Schüler im ehemaligen Sauna-Gebäude des KZs Auschwitz-Birkenau. Heute sind hier private Fotografien ausgestellt, die nach der Befreiung gefunden wurden.

Foto: Ariane Sept

Heidemarie Uhls Projekt zu Ausstellungen in KZ-Gedenkstätten und deren Erhaltungspolitik soll in die Neugestaltung der Gedenkstätte Mauthausen einfließen.

Foto: Standard/Corn

Standard: KZ-Gedenkstätten zählen heute zu den meistbesuchten zeitgeschichtlichen Museen. Nach Auschwitz kommen jährlich 1,3 Millionen Besucher, nach Mauthausen rund 200.000. Was steht hinter diesem großen Interesse an den Orten des NS-Terrors?

Uhl: Dieses massive Interesse hat erst vor wenigen Jahren eingesetzt. Eine Zäsur bildet sicher das Jahr 1989, nach dem Zusammenbruch des Kommunismus wurden die Vernichtungslager im östlichen Europa in neuer Form zugänglich.
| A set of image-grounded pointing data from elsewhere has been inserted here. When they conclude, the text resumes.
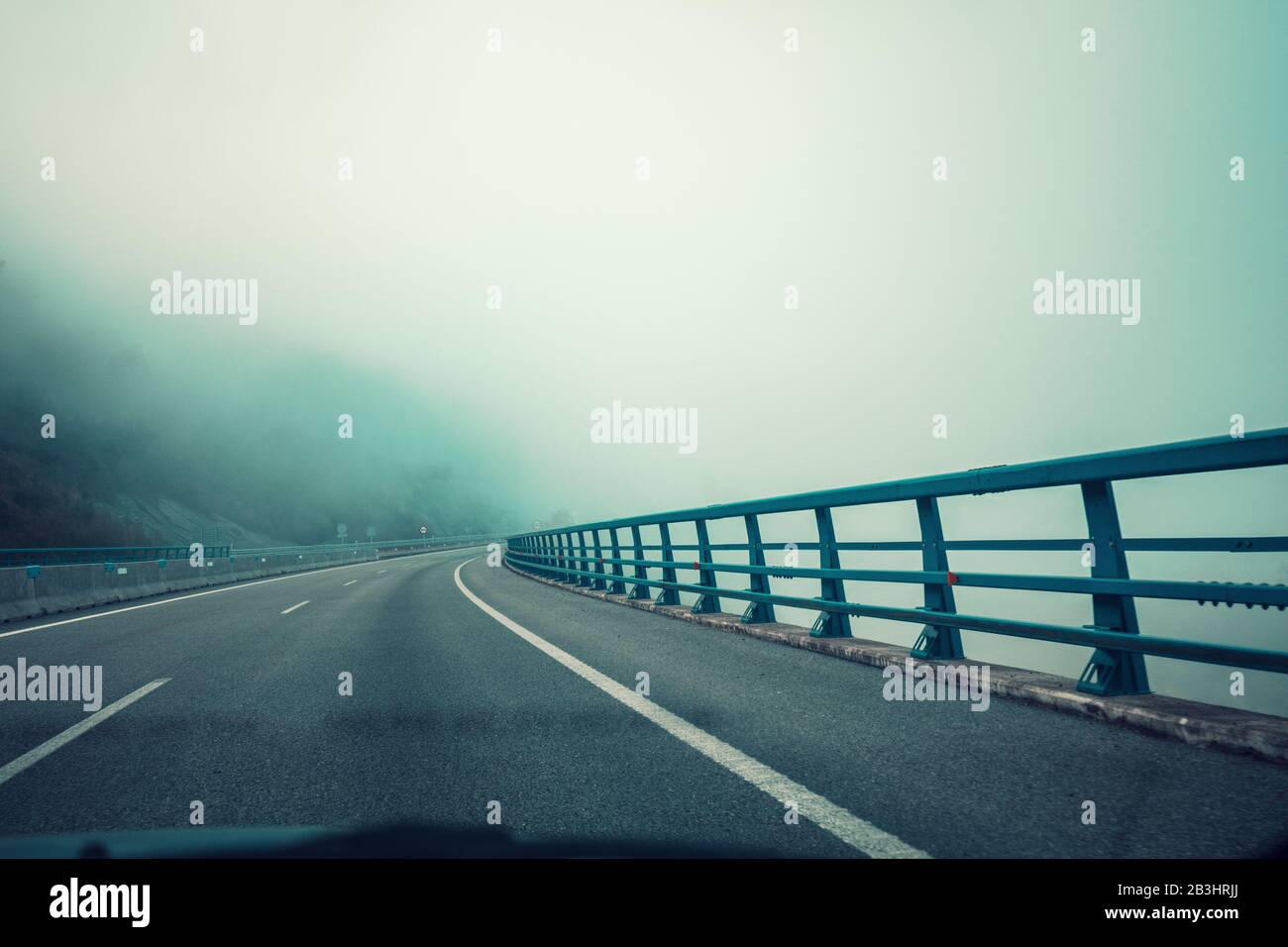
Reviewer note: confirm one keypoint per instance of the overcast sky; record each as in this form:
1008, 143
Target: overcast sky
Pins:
498, 146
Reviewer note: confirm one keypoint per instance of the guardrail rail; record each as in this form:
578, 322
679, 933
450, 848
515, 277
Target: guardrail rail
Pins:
1117, 663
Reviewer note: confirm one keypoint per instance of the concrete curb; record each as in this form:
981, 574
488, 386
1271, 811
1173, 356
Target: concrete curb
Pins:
1189, 722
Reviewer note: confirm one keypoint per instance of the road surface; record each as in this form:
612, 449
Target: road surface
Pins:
473, 684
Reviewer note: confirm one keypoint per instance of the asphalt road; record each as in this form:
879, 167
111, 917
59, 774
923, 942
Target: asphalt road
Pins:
452, 710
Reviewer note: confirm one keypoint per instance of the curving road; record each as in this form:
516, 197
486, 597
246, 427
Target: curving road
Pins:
475, 684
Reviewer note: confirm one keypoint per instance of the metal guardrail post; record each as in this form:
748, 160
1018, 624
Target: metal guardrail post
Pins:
597, 582
617, 586
936, 642
1111, 672
756, 611
581, 551
668, 596
829, 624
640, 571
565, 562
706, 602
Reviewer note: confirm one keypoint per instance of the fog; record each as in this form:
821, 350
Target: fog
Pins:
476, 226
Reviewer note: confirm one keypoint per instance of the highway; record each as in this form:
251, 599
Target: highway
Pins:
472, 684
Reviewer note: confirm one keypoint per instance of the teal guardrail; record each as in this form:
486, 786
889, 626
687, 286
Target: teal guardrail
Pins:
1117, 664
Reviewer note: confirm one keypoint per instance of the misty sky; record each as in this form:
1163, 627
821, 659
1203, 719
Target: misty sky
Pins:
811, 169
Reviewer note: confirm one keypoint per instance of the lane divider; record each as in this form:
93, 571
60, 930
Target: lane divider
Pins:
231, 586
33, 757
825, 814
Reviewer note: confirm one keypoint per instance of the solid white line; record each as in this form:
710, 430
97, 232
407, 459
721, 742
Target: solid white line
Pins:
822, 812
231, 586
33, 757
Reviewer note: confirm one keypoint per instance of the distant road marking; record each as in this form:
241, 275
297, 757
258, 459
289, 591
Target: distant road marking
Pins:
33, 757
822, 812
231, 586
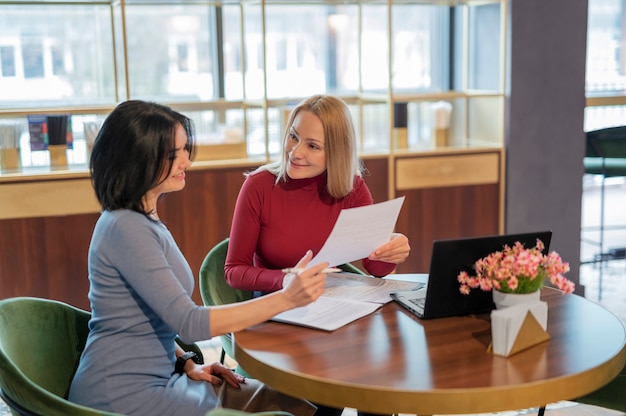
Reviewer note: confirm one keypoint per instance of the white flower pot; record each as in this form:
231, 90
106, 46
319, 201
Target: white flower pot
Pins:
503, 300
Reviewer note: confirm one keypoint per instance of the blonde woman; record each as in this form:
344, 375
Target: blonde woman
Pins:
289, 207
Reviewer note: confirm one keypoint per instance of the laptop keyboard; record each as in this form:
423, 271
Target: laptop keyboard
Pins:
419, 302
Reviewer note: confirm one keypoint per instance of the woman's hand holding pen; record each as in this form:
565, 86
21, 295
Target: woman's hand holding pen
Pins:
215, 373
396, 250
307, 285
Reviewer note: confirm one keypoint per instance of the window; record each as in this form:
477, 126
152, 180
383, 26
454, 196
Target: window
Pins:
7, 61
606, 64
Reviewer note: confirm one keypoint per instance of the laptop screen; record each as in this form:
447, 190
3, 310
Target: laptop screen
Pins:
450, 257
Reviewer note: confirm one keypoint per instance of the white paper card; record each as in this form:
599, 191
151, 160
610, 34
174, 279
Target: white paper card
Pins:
506, 323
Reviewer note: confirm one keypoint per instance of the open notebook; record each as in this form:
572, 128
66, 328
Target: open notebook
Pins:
441, 297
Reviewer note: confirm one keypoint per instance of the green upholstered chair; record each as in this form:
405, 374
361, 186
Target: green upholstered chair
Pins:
231, 412
41, 342
40, 345
611, 396
214, 289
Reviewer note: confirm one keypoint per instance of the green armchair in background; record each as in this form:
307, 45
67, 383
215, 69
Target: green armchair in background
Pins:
231, 412
41, 341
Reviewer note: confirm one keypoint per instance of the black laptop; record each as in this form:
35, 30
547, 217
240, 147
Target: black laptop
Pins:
441, 297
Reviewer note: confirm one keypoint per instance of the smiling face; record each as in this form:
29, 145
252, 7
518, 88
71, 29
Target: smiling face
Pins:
304, 146
174, 180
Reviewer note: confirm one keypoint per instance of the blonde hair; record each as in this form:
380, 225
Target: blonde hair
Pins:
342, 159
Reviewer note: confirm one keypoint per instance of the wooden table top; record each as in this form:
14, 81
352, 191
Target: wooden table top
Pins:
391, 361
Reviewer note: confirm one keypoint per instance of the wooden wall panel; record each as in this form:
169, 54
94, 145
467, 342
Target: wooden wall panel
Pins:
439, 213
200, 216
46, 257
376, 177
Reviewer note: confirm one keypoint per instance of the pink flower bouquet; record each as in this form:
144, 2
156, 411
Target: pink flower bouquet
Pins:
517, 270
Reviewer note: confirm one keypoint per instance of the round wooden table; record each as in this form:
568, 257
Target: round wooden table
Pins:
391, 361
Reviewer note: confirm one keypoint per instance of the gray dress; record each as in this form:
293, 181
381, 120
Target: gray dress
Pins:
140, 296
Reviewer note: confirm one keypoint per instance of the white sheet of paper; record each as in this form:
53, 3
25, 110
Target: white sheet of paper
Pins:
359, 231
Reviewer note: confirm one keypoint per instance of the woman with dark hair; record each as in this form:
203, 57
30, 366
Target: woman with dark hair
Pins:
141, 285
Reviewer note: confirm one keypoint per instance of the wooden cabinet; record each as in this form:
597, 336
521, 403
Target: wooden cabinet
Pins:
46, 225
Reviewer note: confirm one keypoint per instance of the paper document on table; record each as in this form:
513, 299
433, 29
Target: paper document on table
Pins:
364, 288
327, 313
358, 232
347, 297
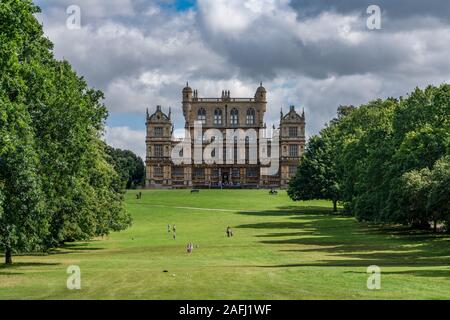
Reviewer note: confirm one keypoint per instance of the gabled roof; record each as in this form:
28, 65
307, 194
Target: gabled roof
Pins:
159, 116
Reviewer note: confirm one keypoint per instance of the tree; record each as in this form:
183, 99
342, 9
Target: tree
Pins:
316, 177
129, 166
438, 203
23, 220
55, 182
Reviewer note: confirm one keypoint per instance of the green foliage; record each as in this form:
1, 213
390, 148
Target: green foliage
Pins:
388, 159
55, 182
130, 167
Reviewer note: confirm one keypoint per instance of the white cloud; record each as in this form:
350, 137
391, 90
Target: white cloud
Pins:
142, 58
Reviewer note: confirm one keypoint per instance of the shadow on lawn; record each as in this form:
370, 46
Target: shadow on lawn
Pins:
69, 248
352, 244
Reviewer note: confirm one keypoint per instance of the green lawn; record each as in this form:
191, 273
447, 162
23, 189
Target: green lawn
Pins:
281, 250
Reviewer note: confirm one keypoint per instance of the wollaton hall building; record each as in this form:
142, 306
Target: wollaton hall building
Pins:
221, 113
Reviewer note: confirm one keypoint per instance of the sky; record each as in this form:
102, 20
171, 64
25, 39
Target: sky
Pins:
314, 54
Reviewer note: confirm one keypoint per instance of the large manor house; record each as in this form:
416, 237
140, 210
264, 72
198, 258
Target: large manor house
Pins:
221, 113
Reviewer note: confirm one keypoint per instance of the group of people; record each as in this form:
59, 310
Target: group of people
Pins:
172, 229
190, 247
229, 232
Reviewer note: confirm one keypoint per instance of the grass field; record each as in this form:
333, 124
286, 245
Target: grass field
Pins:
280, 250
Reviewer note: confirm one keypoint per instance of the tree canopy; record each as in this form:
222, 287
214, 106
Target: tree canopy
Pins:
389, 159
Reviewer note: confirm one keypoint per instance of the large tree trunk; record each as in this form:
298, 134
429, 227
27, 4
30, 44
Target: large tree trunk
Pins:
8, 256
Aber auch in Österreich galten die Orte des Schreckens bis in die 80er primär als Gedenkstätten der ehemaligen KZ-Häftlinge, die auch von den Häftlingsorganisationen gestaltet wurden. 1985, anlässlich des 40. Jahrestages der Befreiung, wurde den Schulen vom Unterrichtsministerium ausdrücklich empfohlen, mit den Jugendlichen dorthin zu fahren. Eine Lehrerin hat mir berichtet, dass Eltern und Kollegen völlig entsetzt waren, als sie mit ihrer Klasse Anfang der 80er-Jahre nach Mauthausen fahren wollte.
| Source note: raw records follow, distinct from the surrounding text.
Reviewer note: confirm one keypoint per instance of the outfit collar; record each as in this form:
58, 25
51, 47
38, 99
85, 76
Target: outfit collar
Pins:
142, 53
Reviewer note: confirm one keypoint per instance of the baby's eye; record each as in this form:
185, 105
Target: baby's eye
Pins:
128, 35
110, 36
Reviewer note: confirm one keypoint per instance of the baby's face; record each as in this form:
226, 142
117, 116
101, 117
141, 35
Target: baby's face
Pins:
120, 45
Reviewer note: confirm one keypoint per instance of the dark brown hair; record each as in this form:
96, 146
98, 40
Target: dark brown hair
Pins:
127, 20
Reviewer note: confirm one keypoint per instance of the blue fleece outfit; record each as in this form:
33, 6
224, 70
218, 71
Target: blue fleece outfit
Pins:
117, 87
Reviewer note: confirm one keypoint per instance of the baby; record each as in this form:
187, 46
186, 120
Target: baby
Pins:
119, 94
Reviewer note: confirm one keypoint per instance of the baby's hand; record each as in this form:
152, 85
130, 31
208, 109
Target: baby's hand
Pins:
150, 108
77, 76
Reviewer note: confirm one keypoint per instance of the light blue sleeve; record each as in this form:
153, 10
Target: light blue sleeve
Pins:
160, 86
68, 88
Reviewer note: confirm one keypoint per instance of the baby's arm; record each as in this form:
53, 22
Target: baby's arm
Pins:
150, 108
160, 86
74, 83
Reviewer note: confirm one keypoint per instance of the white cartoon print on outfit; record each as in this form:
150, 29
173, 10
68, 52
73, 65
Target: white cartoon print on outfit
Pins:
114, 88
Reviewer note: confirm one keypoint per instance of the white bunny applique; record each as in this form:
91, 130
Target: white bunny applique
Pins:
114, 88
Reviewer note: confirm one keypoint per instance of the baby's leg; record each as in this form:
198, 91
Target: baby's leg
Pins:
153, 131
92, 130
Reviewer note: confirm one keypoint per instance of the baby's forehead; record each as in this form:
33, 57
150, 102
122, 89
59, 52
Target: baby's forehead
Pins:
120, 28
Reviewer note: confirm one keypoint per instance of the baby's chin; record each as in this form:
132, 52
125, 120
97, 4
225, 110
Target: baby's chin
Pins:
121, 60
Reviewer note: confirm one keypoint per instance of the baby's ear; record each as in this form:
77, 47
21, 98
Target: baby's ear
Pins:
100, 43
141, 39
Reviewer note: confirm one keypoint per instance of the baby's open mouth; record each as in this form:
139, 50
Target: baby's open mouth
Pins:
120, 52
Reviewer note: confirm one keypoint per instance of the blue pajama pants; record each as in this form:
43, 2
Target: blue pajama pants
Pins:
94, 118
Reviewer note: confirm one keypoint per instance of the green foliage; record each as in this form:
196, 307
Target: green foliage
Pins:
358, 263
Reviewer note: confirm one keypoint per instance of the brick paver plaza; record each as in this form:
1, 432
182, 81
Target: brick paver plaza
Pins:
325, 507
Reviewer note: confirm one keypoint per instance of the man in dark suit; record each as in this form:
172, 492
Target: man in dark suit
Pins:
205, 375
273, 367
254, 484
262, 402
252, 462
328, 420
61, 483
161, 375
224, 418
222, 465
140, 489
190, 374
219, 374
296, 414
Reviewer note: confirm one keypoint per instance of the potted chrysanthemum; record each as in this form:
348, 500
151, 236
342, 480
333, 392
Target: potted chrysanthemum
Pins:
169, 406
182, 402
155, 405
Standard: Warum dieses Entsetzen? Wollte man den Schülern die Bilder der Gewalt nicht zumuten?

Uhl: Nein, die Vorbehalte hatten andere Gründe. Mauthausen galt quasi als "kommunistisch besetzter" Ort, da die Häftlingsorganisationen weitgehend kommunistisch dominiert waren. Es war kein Ort, an dem sich österreichische Politiker gerne sehen ließen. Mauthausen war im öffentlichen Bewusstsein nicht verankert.

Standard: Wie ging man in anderen Ländern mit diesen Gedenkstätten um?
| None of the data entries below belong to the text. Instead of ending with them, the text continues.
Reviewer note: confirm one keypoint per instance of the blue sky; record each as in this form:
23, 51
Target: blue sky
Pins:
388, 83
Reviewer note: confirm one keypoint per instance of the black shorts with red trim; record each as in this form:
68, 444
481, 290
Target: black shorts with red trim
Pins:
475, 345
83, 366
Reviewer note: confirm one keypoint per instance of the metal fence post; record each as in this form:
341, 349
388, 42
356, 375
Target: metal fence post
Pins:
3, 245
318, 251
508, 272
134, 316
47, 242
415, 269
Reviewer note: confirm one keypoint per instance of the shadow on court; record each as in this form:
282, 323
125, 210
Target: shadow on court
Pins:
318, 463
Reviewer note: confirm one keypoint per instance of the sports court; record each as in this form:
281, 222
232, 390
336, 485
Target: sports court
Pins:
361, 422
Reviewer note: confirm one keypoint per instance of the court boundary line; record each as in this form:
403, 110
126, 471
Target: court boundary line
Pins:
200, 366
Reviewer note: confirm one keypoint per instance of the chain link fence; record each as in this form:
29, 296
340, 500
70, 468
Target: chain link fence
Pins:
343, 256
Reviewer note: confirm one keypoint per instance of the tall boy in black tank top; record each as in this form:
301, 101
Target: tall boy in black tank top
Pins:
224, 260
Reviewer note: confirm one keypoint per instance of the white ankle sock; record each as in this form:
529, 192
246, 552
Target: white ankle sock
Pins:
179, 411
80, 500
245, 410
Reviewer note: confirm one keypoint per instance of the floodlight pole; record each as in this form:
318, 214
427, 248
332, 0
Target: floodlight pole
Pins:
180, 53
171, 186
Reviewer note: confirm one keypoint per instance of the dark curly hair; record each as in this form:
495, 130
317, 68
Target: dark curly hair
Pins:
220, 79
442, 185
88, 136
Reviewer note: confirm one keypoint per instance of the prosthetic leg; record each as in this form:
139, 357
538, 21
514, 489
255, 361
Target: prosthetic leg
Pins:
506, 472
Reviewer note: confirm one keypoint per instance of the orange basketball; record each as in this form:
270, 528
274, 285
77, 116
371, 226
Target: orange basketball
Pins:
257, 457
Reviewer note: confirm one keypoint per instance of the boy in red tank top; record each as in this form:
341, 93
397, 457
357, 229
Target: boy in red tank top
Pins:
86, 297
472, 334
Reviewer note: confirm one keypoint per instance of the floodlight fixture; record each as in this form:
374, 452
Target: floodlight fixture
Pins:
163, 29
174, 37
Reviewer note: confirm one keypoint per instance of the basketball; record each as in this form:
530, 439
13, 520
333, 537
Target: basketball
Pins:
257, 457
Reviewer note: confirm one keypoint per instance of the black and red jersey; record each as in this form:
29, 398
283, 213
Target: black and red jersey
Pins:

Uhl: In der DDR wurden sie politisch genutzt, sie waren Teil der Staatsideologie. Bezeichnenderweise wurden wenige Monate nach der Wende dort die Gedenkstätten-Ausstellungen geschlossen und abgebaut oder überarbeitet, weil sie zu innig mit der kommunistisch-antifaschistischen Ideologie der DDR verbunden waren. Die Neugestaltung von Sachsenhausen, Buchenwald und Ravensbrück gab schließlich den Anstoß für eine umfassende Veränderung der Gedenkstättenlandschaft.

Standard: Auf welche Art wurden die Gedenkstätten verändert? Gibt es überhaupt so etwas wie eine "zeitgemäße Präsentation"?

Uhl: Mitte der 1980er-Jahre erwachte ein neues Interesse an diesen ganz konkreten historischen Orten. Ein wesentlicher Anstoß ging von der Initiative zur Ausstellung über die "Topografie des Terrors" im Herzen von Berlin aus. Man wollte wegkommen von der Schockpädagogik, der Konfrontation mit den Bildern von Leichenbergen, und stärker die Geschichten konkreter Menschen in den Vordergrund stellen. Wer hat wen denunziert? Wer waren die Gestapo-Leute? Wer waren die Häftlinge? Mehr Augenmerk wird auch auf das Verhältnis zwischen diesen Orten und der Außenwelt gelegt. Meist hat ja die ganze Region durch ein KZ profitiert - es wurden Arbeitsplätze geschaffen, Dienstleistungen und Produkte dorthin verkauft. Außerdem spielt bei einer zeitgemäßen "Inszenierung" der Ort selbst eine große Rolle. Immerhin geht es bei Gedenkstätten stark um Atmosphäre und darum, die stummen Dinge zum Sprechen zu bringen, das nicht mehr Sichtbare erfahrbar zu machen. Dazu werden unterschiedlichste künstlerische Gestaltungsformen vom Lichtdesign bis zur Landschaftsgestaltung eingesetzt.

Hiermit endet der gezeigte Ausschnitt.